MANCHESTER — Vermont’s summer music season opened Saturday — in person and indoors — with a beautiful bouquet of musical colors. Actually, the closing work of Taconic Music’s opening concert of its fifth season at Burr and Burton Academy’s Riley Center for the Arts was more of a drenching of beautiful sounds.
Taconic Music actually presented four in person concerts indoors last summer at the Riley Center — with the audience masked and socially distanced — the only festival in the state to do so. (Central Vermont Chamber Music Festival presented a single indoor concert at Randolph’s Chandler Music Hall.) Just before Saturday’s concert, Taconic announced that it would not require masks of those fully vaccinated.
Hungarian composer Ernö Dohnányi’s 1938 Sextet in C Major, Op. 37 is a neo-Romantic mix of Brahmsian richness, early 20th century harmonic language and brilliant bombast. Its unusual instrumentation, with clarinet and French horn instead of a second violin, resulted in unique ebullient and brilliant sounds. And there was plenty of Romantic drama and rhapsody — and a bit of delightful humor.
Taconic’s performance was simply a joy. Violinist Joana Genova and violist Ariel Rudiakov — co-founders and artistic directors of Taconic Music — were joined by cellist Thomas Landschoot, clarinetist Todd Palmer, French hornist Kyle Hoyt, and Drew Peterson in the overtly virtuosic piano part. In this finely crafted piece, the musicians clearly enjoyed every second — and so did the audience.
There couldn’t be a larger contrast from the Dohnányi than Lili Boulanger’s 1914 Trois morceaux pour piano (Three Pieces for Piano). That this is a masterpiece, and not a minor one despite its less than 6-minute length, was attested to by Petersen’s sensitive and irresistible performance. Boulanger, who only lived to 24, was the first woman to win the Prix de Rome, the greatest composition prize in the world at the time.

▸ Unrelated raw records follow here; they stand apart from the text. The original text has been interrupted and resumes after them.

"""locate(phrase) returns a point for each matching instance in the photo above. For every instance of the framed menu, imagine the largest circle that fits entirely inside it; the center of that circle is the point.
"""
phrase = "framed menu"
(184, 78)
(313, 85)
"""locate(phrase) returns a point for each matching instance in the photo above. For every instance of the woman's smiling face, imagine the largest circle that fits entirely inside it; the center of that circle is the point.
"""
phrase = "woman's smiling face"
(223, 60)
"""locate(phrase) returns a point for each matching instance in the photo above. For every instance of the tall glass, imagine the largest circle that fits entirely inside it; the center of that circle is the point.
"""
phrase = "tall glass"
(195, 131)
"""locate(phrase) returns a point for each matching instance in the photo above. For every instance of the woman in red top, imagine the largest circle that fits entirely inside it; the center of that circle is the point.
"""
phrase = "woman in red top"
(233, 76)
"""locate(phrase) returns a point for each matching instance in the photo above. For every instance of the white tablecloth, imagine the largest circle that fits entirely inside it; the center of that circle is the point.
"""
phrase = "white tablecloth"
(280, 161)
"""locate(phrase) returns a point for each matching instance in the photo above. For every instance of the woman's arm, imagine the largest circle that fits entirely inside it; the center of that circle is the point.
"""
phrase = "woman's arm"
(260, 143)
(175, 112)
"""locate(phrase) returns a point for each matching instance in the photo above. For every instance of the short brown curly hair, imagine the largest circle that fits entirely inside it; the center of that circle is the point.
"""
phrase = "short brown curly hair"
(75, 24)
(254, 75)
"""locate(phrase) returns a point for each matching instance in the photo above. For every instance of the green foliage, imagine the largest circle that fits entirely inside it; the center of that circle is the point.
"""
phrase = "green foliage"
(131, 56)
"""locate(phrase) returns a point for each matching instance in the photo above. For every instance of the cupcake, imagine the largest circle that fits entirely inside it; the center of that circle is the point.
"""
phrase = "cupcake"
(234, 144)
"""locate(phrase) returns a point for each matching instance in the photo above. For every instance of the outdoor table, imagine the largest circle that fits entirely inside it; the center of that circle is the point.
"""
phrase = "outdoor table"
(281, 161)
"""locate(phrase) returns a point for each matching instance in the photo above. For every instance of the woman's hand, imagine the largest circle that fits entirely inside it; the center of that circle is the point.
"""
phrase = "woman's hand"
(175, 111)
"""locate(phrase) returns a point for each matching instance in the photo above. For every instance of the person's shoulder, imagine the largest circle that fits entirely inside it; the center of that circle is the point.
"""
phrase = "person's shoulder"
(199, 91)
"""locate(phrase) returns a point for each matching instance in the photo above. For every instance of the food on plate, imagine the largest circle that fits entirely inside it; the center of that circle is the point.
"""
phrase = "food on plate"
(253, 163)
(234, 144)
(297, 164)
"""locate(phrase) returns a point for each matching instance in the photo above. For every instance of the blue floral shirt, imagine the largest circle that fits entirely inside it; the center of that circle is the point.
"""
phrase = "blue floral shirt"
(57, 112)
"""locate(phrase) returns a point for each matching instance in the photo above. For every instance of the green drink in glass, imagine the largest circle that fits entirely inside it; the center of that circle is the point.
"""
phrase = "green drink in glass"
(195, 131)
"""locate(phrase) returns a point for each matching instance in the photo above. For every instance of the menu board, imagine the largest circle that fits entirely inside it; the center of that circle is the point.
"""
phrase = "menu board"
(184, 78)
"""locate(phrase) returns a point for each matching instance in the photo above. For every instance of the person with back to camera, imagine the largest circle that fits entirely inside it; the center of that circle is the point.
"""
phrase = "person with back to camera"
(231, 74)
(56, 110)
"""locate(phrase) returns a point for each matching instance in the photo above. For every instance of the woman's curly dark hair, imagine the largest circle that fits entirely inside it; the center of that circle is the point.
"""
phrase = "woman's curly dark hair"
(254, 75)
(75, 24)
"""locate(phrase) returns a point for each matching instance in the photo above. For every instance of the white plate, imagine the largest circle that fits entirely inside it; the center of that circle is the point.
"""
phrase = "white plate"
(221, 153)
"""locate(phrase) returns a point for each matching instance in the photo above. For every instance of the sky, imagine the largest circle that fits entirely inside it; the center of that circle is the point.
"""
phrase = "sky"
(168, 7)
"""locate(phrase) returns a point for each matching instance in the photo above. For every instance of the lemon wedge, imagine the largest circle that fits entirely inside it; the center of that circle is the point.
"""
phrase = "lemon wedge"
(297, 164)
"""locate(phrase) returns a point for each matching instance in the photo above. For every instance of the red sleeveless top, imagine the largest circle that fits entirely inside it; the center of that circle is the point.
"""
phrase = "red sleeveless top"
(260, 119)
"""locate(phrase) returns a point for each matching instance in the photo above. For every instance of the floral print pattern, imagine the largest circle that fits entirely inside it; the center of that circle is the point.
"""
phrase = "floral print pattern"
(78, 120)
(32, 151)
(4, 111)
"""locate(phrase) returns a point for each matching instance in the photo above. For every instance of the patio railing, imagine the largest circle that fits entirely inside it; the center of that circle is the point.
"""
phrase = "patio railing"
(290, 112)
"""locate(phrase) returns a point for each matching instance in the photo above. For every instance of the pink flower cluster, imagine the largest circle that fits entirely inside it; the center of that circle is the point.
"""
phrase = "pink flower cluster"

Boulanger’s three very French solo gems find themselves somewhere between Claude Debussy and Olivier Messiaen. Spare rather than austere, these works are sensual poetry, yet contain not one extraneous note. Petersen understood this, and made no effort to “interpret” Boulanger’s artistry. The result was exquisite.
The entire Taconic Music family, faculty and students, combined to perform Swedish composer Dag Wirén’s 1937 Serenade for Strings, Op. 11. This is a four-movement charmer that would easily imagine as a score to a European film.
At first, the Serenade seemed witty but superficial as Rudiakov conduced the 11 string players, but its attractiveness proved deeper. The playing was fine, and it was a great start to an excellent concert.
Taconic Music will be presenting three more Saturday faculty concerts, two “NextGen” performances, and public master classes. This opening concert bodes well for the first summer concert season coming out of the COVID-9 pandemic. Yay!